At one point, crews called over the radio that there was a concern about the amount of water in the town's water tower.
But in Carroll County, water may not be readily available when needed to put out a fire. Take the Pleasant Valley volunteer fire company's coverage area. Spokesman Mark Gabriele said there are only four hydrants in the area of the county considered Pleasant Valley.
So instead, the company turns to other places to get water, including ponds, streams and even pools, Gabriele said.
"So anytime we leave our fire station, we have to take our water with us," he said.
From the moment the incident commander gets to the scene of the fire, he or she is worried about the amount of water. There's a baseline to help determine how much water is moved per minute, so the incident commander appoints a water supply officer to be in control of how much water is needed, Gabriele said.
The water supply officer can determine if a tanker task force is needed for a fire, and usually the incident commander will call for one if he or she sees a working fire when they get on scene. Companies call for help from the four closest fire companies with tankers to help with the task force, he said.
With the tanker task force, a portable water supply is set up. The tankers bring water, dump it into a portable tank and then get more, Bouch said.
"So it's a nice, constant supply we've been practicing for a while," Bouch said.
Pleasant Valley isn't the only area of the county with limited access to fire hydrants. In the Lineboro coverage area, there are no standard hydrants. There are only dry hydrants, Lineboro volunteer fire company spokesman Don Fair said.
A dry hydrant is connected to a body of water, either underground or an above-ground body of water. Fire companies use a source pumper or brush truck to take water, using the dry hydrant, Fair said.
Water sources are mapped out, and every fire company knows where they can go to get water, Fair said.
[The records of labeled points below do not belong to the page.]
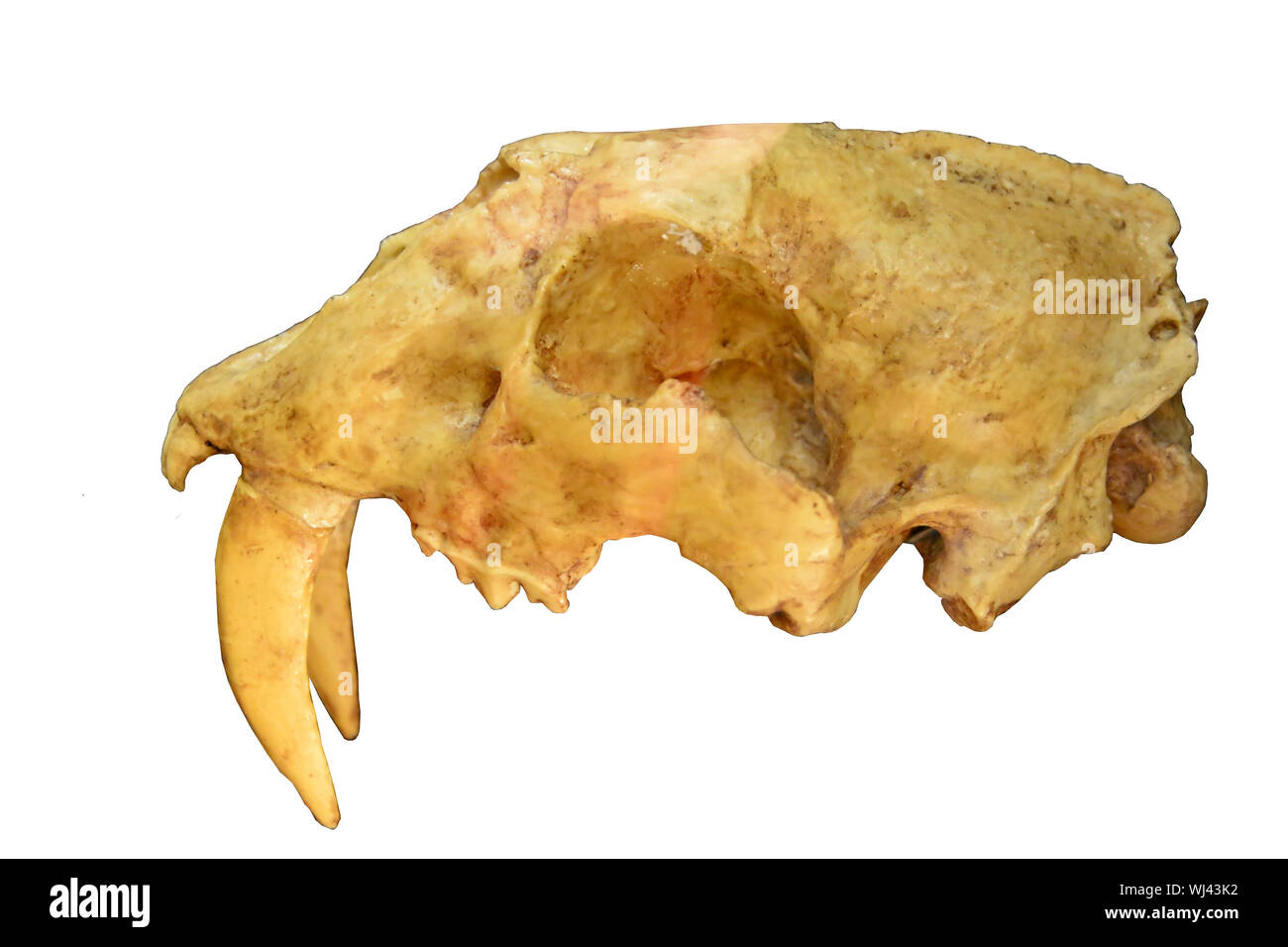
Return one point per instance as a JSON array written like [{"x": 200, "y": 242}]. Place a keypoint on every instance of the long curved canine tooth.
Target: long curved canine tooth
[
  {"x": 333, "y": 657},
  {"x": 271, "y": 543}
]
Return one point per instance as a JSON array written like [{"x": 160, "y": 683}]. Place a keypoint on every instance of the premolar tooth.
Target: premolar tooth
[
  {"x": 265, "y": 570},
  {"x": 333, "y": 656}
]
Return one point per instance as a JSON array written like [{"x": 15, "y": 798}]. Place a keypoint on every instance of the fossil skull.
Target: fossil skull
[{"x": 787, "y": 348}]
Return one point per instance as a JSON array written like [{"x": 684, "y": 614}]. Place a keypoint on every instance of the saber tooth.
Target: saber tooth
[
  {"x": 333, "y": 656},
  {"x": 266, "y": 565}
]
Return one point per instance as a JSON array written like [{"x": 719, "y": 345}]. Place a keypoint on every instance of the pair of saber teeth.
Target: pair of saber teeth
[{"x": 282, "y": 590}]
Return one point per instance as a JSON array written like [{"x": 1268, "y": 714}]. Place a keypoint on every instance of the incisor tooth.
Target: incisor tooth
[{"x": 265, "y": 570}]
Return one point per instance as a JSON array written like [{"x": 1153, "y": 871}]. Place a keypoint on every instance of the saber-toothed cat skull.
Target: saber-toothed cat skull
[{"x": 789, "y": 348}]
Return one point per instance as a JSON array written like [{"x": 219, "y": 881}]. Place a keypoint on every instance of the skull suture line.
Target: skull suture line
[{"x": 846, "y": 322}]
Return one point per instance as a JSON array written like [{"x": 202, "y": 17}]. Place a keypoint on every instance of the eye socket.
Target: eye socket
[{"x": 647, "y": 303}]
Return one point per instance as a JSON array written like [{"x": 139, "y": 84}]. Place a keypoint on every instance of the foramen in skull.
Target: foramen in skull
[{"x": 846, "y": 317}]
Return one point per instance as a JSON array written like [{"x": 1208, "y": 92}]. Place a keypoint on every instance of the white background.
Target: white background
[{"x": 178, "y": 184}]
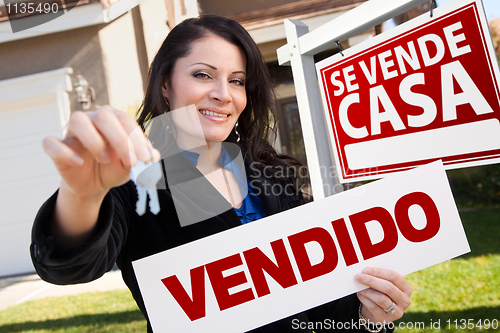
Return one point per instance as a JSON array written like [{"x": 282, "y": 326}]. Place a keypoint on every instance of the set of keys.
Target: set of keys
[{"x": 145, "y": 177}]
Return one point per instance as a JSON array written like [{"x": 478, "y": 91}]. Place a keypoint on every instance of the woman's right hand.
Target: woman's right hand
[{"x": 97, "y": 153}]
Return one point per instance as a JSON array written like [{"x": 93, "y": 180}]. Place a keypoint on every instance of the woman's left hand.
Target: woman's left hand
[{"x": 385, "y": 288}]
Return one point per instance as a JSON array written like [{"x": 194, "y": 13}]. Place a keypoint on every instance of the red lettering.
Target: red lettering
[
  {"x": 345, "y": 242},
  {"x": 330, "y": 255},
  {"x": 194, "y": 308},
  {"x": 431, "y": 214},
  {"x": 384, "y": 218},
  {"x": 221, "y": 284},
  {"x": 281, "y": 272}
]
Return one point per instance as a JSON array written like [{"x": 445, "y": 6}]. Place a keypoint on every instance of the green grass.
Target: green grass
[
  {"x": 112, "y": 311},
  {"x": 460, "y": 289}
]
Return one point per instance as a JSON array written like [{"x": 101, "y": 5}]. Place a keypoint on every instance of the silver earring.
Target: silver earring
[{"x": 236, "y": 131}]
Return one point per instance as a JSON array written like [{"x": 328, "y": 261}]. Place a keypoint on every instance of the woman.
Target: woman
[{"x": 210, "y": 67}]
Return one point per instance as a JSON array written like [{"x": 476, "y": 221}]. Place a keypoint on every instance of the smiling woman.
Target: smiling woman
[{"x": 211, "y": 93}]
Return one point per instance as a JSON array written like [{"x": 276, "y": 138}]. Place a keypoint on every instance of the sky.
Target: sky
[{"x": 492, "y": 7}]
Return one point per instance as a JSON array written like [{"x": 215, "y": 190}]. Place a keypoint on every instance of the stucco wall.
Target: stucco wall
[
  {"x": 120, "y": 54},
  {"x": 79, "y": 49}
]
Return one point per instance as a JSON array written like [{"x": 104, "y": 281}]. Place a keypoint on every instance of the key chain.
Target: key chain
[{"x": 145, "y": 177}]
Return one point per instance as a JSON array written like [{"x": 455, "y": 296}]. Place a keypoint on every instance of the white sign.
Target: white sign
[
  {"x": 311, "y": 254},
  {"x": 423, "y": 91}
]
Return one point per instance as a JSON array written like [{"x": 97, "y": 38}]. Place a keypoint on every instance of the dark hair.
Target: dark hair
[{"x": 257, "y": 122}]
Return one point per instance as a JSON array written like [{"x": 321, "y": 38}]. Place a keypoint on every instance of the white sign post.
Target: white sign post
[{"x": 275, "y": 267}]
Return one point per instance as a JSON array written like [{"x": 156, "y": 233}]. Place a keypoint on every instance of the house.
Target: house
[{"x": 110, "y": 43}]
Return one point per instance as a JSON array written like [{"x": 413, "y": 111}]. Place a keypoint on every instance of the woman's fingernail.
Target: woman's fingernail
[{"x": 77, "y": 160}]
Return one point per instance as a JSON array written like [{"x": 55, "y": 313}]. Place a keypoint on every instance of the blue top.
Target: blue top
[{"x": 251, "y": 208}]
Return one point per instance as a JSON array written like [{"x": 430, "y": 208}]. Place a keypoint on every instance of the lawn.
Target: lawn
[{"x": 458, "y": 293}]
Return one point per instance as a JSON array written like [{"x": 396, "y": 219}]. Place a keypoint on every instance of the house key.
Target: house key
[{"x": 145, "y": 177}]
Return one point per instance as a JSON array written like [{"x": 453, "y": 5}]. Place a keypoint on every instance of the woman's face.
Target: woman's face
[{"x": 212, "y": 78}]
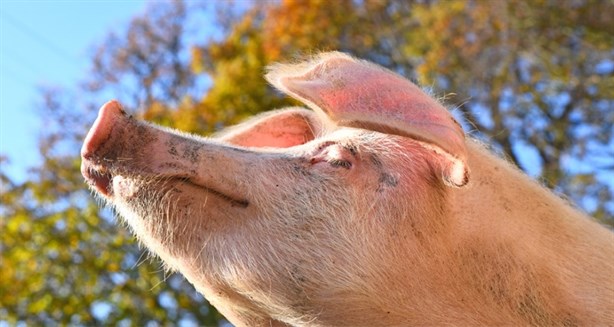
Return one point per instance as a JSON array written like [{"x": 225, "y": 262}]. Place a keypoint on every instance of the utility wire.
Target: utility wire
[{"x": 37, "y": 37}]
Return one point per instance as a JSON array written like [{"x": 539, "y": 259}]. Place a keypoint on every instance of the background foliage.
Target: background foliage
[{"x": 534, "y": 78}]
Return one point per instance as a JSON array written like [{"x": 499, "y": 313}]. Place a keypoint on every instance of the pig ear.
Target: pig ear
[
  {"x": 280, "y": 129},
  {"x": 359, "y": 94}
]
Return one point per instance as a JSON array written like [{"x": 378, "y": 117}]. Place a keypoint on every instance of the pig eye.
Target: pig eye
[{"x": 340, "y": 163}]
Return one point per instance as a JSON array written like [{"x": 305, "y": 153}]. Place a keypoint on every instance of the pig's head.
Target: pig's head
[{"x": 296, "y": 215}]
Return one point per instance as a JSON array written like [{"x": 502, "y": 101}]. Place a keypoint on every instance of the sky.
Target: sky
[{"x": 46, "y": 43}]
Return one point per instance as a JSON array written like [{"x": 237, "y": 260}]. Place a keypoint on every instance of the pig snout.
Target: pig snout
[
  {"x": 94, "y": 172},
  {"x": 121, "y": 154}
]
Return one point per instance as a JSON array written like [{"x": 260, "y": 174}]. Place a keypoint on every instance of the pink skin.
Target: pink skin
[{"x": 360, "y": 213}]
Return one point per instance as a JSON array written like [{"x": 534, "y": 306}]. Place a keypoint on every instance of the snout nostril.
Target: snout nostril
[{"x": 109, "y": 116}]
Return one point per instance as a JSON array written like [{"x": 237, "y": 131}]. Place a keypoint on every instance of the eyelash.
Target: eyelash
[{"x": 341, "y": 163}]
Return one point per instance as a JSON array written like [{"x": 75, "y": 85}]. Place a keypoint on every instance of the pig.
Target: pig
[{"x": 372, "y": 209}]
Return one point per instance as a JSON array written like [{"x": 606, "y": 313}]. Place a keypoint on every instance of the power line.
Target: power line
[{"x": 37, "y": 37}]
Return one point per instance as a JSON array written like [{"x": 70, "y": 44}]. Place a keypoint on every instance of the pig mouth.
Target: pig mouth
[{"x": 101, "y": 179}]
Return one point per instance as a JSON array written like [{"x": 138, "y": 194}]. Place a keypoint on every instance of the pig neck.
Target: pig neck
[{"x": 526, "y": 250}]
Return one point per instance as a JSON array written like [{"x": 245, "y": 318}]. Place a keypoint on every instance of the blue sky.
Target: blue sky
[{"x": 46, "y": 43}]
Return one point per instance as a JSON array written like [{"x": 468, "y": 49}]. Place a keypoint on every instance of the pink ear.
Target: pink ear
[
  {"x": 280, "y": 129},
  {"x": 360, "y": 94}
]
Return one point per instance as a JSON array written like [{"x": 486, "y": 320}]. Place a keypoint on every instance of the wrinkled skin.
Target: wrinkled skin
[{"x": 372, "y": 210}]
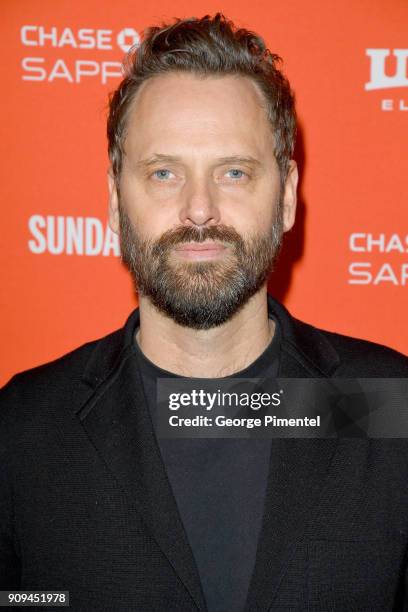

Multiple fire companies responded to a two-alarm blaze at a commercial building on Main Street in Mount Airy on Thursday June 15, 2017. (Dylan Slagle/Carroll County Times)
Lineboro has a 3,000-gallon tanker, a 1,000-gallon engine and another engine that hold 1,500 gallons of water, Fair said.
As a rule, they try to not deplete the water supply, but on rare occasions, he said, a fire company can run out of water.
"I'm not going to say it never happens, but it doesn't happen frequently," Fair said.
But running out of water is something fire companies work hard to avoid, Gabriele said.
"The worst thing for you is to be in a working fire and run out of water," he said.
And with Carroll being a rural county, it might mean going a distance to get to a mapped water source. Gabriele said some of his colleagues have had to go up to 5 miles between a water source and the fire.
"It's why you drop your water [in the portable tank] and go because you just never know how far you'll have to go," he said.
There are two things Carroll County residents can do to help fire companies with water, Gabriele said. Those who are constructing a new house should opt for fire sprinklers because the sprinklers are attached to water firefighters can use for the tanker system. And those who have bodies of water on their property, like pools or ponds, should contact their local fire company, if they are willing, to let them know they can pull water from their property, he said.